The world of decentralized finance (DeFi) is constantly evolving, and with that evolution comes increased scrutiny from regulatory bodies. One recent example highlighting this trend is Mango Markets, a once-prominent decentralized exchange on Solana, which is now facing a settlement with the SEC over alleged securities law violations. What does this mean for the future of DeFi projects and their interaction with regulators?
Mango Markets Proposes Settlement: What’s on the Table?
Mango Markets’ governing body, Mango DAO, has initiated a vote on a settlement proposal. This proposal involves several key components:
- Paying a Civil Penalty: A proposed payment of $223,228 from the DAO Treasury to the SEC.
- Ceasing MNGO Token Operations: This includes halting all offers, sales, or resales of MNGO tokens within the United States.
- Token Liquidation: Destroying or rendering unavailable all MNGO tokens in the DAO’s possession or control within 10 days of the final judgment.
- Delisting Requests: Requesting the removal of MNGO tokens from all crypto exchanges and refraining from soliciting any platforms to allow MNGO trading.
Why is This Happening? The $110 Million Exploit and Regulatory Scrutiny
This proposed settlement comes after a tumultuous period for Mango Markets, marked by a significant $110 million exploit in October 2022 by Avraham Eisenberg. Eisenberg was later charged with fraud and market manipulation. According to the DAO’s proposal, US regulators, including the DOJ, SEC, and CFTC, have been investigating Eisenberg’s role in the exploit and have also made inquiries into Mango Markets itself.

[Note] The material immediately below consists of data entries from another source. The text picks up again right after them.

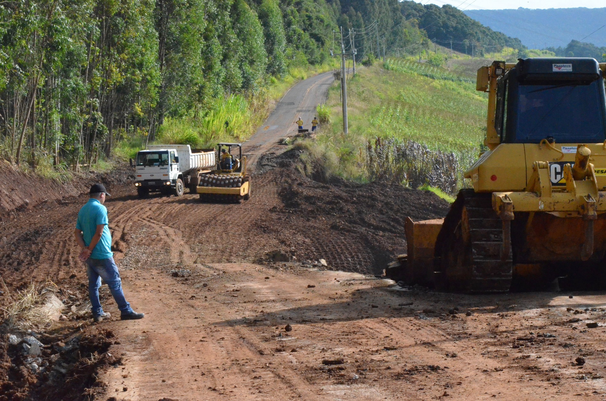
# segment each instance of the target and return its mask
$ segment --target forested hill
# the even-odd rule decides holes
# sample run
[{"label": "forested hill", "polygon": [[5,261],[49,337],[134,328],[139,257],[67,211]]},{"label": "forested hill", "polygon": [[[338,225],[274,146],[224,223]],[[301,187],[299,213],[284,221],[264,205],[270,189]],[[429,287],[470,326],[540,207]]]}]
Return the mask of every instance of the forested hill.
[{"label": "forested hill", "polygon": [[167,119],[188,124],[191,144],[245,139],[264,89],[328,61],[339,27],[359,59],[416,52],[428,35],[475,54],[521,47],[451,6],[398,0],[7,0],[0,158],[90,165],[117,144],[187,131]]},{"label": "forested hill", "polygon": [[495,30],[516,35],[533,48],[565,47],[573,39],[606,46],[606,28],[584,39],[606,24],[606,8],[468,9],[465,13]]},{"label": "forested hill", "polygon": [[450,4],[440,7],[405,0],[401,6],[404,17],[418,21],[418,27],[430,39],[436,39],[444,46],[450,46],[451,40],[453,49],[458,51],[471,54],[472,46],[476,55],[501,51],[504,46],[518,50],[526,48],[517,38],[493,30]]}]

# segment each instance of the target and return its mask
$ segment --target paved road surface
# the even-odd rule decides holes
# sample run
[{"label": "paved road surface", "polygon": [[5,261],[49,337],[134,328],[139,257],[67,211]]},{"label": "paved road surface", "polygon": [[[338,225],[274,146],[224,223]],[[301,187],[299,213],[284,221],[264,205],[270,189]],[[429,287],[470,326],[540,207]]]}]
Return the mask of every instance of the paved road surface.
[{"label": "paved road surface", "polygon": [[251,170],[262,154],[276,148],[280,138],[297,133],[297,125],[293,123],[298,117],[304,122],[304,128],[311,129],[316,107],[326,101],[333,81],[332,72],[320,74],[302,81],[284,94],[263,125],[244,144],[244,151]]}]

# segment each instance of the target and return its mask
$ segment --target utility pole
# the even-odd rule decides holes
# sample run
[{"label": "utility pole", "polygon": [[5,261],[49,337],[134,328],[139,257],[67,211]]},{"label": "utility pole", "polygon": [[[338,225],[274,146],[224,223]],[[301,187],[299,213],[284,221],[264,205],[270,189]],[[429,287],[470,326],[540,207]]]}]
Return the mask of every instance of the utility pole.
[{"label": "utility pole", "polygon": [[385,36],[383,36],[383,62],[385,62]]},{"label": "utility pole", "polygon": [[379,47],[379,26],[376,28],[377,33],[377,59],[381,59],[381,47]]},{"label": "utility pole", "polygon": [[341,33],[341,92],[343,94],[343,133],[347,135],[347,79],[345,75],[345,46],[343,45],[343,27]]}]

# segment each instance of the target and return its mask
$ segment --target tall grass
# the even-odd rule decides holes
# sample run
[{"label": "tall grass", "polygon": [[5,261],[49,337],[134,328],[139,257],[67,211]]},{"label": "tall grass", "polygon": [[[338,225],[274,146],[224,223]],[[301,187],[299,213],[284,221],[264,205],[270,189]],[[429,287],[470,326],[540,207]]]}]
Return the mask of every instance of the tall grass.
[{"label": "tall grass", "polygon": [[330,109],[325,103],[318,105],[316,107],[316,113],[318,114],[318,122],[321,124],[330,122]]},{"label": "tall grass", "polygon": [[432,150],[421,144],[397,138],[369,140],[366,171],[373,181],[417,188],[429,185],[453,194],[463,186],[463,171],[473,155]]}]

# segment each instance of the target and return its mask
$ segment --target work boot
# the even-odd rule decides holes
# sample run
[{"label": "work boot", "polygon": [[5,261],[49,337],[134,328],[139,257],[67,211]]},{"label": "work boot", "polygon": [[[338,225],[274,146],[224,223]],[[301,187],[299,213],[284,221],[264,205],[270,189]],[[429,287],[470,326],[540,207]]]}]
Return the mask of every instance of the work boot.
[{"label": "work boot", "polygon": [[93,322],[102,322],[103,320],[103,319],[107,319],[107,320],[109,320],[110,317],[112,317],[112,315],[110,314],[109,312],[104,312],[103,313],[102,313],[101,314],[99,315],[98,316],[93,316]]},{"label": "work boot", "polygon": [[145,315],[142,313],[137,313],[135,311],[130,313],[120,315],[120,319],[123,320],[134,320],[137,319],[143,319]]}]

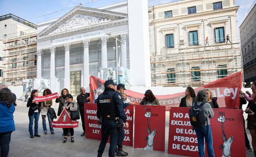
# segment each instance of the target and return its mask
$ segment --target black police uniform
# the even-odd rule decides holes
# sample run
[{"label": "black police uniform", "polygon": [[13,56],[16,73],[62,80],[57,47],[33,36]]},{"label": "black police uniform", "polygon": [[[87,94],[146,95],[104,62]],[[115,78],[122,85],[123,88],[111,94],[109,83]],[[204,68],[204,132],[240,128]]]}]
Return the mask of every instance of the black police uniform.
[{"label": "black police uniform", "polygon": [[98,150],[98,157],[101,157],[104,152],[110,135],[109,157],[114,157],[117,141],[118,136],[118,121],[115,119],[119,117],[127,122],[126,116],[123,108],[123,102],[120,93],[117,95],[114,89],[105,88],[103,93],[98,98],[97,116],[102,118],[101,124],[101,141]]}]

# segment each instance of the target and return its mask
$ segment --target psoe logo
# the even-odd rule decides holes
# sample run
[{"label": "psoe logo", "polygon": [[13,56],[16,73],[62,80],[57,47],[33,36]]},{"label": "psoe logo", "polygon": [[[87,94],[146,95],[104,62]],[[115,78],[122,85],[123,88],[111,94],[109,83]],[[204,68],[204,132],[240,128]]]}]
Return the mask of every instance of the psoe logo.
[{"label": "psoe logo", "polygon": [[225,122],[225,113],[223,112],[219,113],[219,117],[217,119],[217,121],[221,123],[223,123]]},{"label": "psoe logo", "polygon": [[145,113],[145,117],[147,118],[150,118],[151,117],[151,109],[147,108],[146,110],[146,113]]}]

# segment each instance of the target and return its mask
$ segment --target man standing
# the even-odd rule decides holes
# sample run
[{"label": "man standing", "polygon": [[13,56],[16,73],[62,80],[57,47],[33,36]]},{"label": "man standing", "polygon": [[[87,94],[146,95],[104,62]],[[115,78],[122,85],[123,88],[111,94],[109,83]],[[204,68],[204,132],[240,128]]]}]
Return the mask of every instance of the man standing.
[{"label": "man standing", "polygon": [[123,102],[120,94],[115,92],[117,84],[112,80],[106,81],[105,89],[98,98],[97,117],[101,124],[101,141],[98,150],[98,157],[101,157],[110,135],[110,145],[108,156],[114,157],[117,141],[118,137],[118,122],[119,118],[125,123],[125,127],[129,124],[123,108]]},{"label": "man standing", "polygon": [[[117,97],[121,97],[121,94],[123,93],[124,90],[126,90],[125,85],[123,84],[119,84],[117,86],[117,91],[115,92],[115,95]],[[123,101],[122,100],[122,102]],[[133,104],[134,103],[132,102],[130,102],[129,103],[123,103],[123,108],[126,108],[130,104]],[[123,141],[124,139],[124,130],[123,130],[123,121],[122,119],[119,119],[119,133],[118,134],[118,137],[117,138],[117,150],[116,149],[117,151],[117,156],[125,157],[128,155],[128,153],[123,150]]]},{"label": "man standing", "polygon": [[28,98],[28,94],[27,94],[27,93],[26,93],[26,94],[25,94],[25,102],[27,102],[27,98]]},{"label": "man standing", "polygon": [[79,105],[79,112],[81,116],[81,120],[82,121],[82,126],[83,128],[84,132],[81,134],[81,136],[85,135],[85,115],[84,104],[85,103],[89,102],[90,102],[90,94],[85,93],[85,89],[84,87],[80,88],[80,95],[78,96],[76,99]]}]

The SEC alleges that Mango DAO violated Sections 5(a) and 5(c) of the Securities Act of 1933, while Mango Labs and Blockworks Foundation are accused of violating Section 15(a) of the Securities Exchange Act of 1934. To resolve these allegations, the DAO proposes the settlement offer mentioned above.
What Does This Mean for the Future of Mango Markets?
The settlement could have significant implications for Mango Markets’ future. The MNGO governance token is integral to the protocol’s decision-making processes. Eliminating the token raises questions about the protocol’s ability to function effectively.
The proposal acknowledges the need for transparency while also emphasizing confidentiality due to ongoing investigations. The DAO Representative stated they are limited in the information they can share in a non-privileged context due to the confidentiality rules surrounding settlement discussions and the non-public nature of the SEC’s investigation.
Broader Implications for DeFi
This proposed settlement reflects the increasing regulatory scrutiny faced by crypto projects, even those that attempted to avoid US investors. Mango Markets had previously made headlines in 2021 for selling $70 million worth of MNGO tokens in a public sale that excluded US participants.
At the time of writing, data from CoinStats indicates that the MNGO token is trading at $0.015 over an average daily volume of $147,000.

Key Takeaways
- Regulatory Scrutiny is Increasing: DeFi projects are facing greater attention from regulatory bodies like the SEC.
- Settlements Can Be Costly: Even when projects attempt to avoid US investors, they can still face significant penalties and operational restrictions.
- Governance Tokens at Risk: The future of governance tokens may be in jeopardy as regulators seek to limit their use and trading.
- Transparency vs. Confidentiality: DAOs must balance the need for transparency with the confidentiality requirements of regulatory investigations.
The outcome of this settlement could set a precedent for how other DeFi protocols interact with securities regulators in the future. As the regulatory landscape continues to evolve, DeFi projects must be proactive in addressing compliance concerns to ensure their long-term viability.